I feel the same about taxes, paying my fair share to the republic. It affirms I am willing to share the burdens of the government that protects me.

Federal income taxes are a terrific bargain in America. I like to tell my tax-grumbling friends about my last year in Israel, when the Knesset passed a new tax code that would've seized 70 percent of my income. When I lived in Berlin, my tax rate was 50 percent, and when I left England three years ago I was paying a 40 percent rate to support a gilded monarchy and a national healthcare system that did not function very well. The only place I ever lived overseas and did not have to pay more than token taxes was the Soviet Union. There you got what you paid for. Only Moscow had potable drinking water and it was dodgy during spring runoff.

There seems to be an inconsistency about people who insist on wearing flag pins in their lapels, but who grumble about paying taxes. My friends grouse about government as though they had minimal financial or moral obligation to support it. Are they not part of "We the people"?

I never calculated how much I paid in taxes over a working lifetime, but I began when I was picking blueberries in Maine in 1954, so it must have been a lot – an awful lot. I am rather proud of my contribution to the US Treasury over a half century. My Social Security taxes have helped soften the blow of old age for many of the World War II and Korean War veterans. I hope my federal income taxes made the lives of woefully underpaid schoolteachers just a little more comfortable, helping with their Medicare or Medicaid bills.

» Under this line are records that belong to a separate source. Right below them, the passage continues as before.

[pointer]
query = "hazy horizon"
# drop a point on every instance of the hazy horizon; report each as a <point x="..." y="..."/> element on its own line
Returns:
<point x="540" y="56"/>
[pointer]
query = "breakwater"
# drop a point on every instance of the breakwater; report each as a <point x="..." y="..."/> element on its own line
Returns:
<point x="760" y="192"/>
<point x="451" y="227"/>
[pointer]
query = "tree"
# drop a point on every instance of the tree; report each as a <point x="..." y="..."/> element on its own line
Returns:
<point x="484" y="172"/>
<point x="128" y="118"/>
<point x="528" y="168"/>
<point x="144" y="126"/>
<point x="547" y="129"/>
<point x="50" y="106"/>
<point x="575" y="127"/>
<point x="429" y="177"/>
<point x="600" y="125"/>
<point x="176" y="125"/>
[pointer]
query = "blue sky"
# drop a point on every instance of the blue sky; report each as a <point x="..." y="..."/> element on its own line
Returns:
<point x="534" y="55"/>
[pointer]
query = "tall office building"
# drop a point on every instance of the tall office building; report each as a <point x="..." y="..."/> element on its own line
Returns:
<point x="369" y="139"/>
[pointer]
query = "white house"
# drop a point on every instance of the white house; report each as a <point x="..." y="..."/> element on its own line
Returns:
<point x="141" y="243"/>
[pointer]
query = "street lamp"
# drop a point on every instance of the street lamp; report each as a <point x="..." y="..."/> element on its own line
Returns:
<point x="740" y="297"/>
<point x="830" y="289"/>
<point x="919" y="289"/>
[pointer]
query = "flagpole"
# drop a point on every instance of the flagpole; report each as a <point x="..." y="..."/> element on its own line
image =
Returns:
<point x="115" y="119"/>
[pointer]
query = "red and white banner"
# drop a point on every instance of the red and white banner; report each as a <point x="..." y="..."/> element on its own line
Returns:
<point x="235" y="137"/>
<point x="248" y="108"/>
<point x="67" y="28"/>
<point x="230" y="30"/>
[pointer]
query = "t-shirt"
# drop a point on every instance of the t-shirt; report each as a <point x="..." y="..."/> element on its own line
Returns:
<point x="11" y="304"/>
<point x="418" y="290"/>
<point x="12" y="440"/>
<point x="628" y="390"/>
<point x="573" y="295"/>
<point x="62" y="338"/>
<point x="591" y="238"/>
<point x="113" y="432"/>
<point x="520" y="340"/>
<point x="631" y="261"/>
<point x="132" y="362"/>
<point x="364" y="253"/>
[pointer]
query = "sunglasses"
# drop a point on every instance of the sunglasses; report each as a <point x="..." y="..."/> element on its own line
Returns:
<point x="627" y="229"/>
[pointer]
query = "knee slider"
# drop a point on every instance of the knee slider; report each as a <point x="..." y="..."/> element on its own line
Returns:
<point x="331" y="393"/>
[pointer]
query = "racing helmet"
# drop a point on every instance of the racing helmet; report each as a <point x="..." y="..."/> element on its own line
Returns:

Sure, there are things I would rather not pay for. I am not keen about farm subsidies to huge agribusiness concerns that are already as rich as Croesus. But democracy is the art of compromise, and Andrew Jackson was correct when he said, "The wisdom of man never yet contrived a system of taxation that would operate with perfect equality." Yes, professional tax planning can lead to adroit tax evasion. But reluctance to pay one's fair share flouts "the better angels of our nature." Genuine patriots don't complain about their patriotic obligations.

And oh, by the way, the words carved in stone on that federal building are at 1111 Constitution Avenue. It's the headquarters of the Internal Revenue Service. Pay up and be grateful!

• Walter Rodgers is a former senior international correspondent for CNN.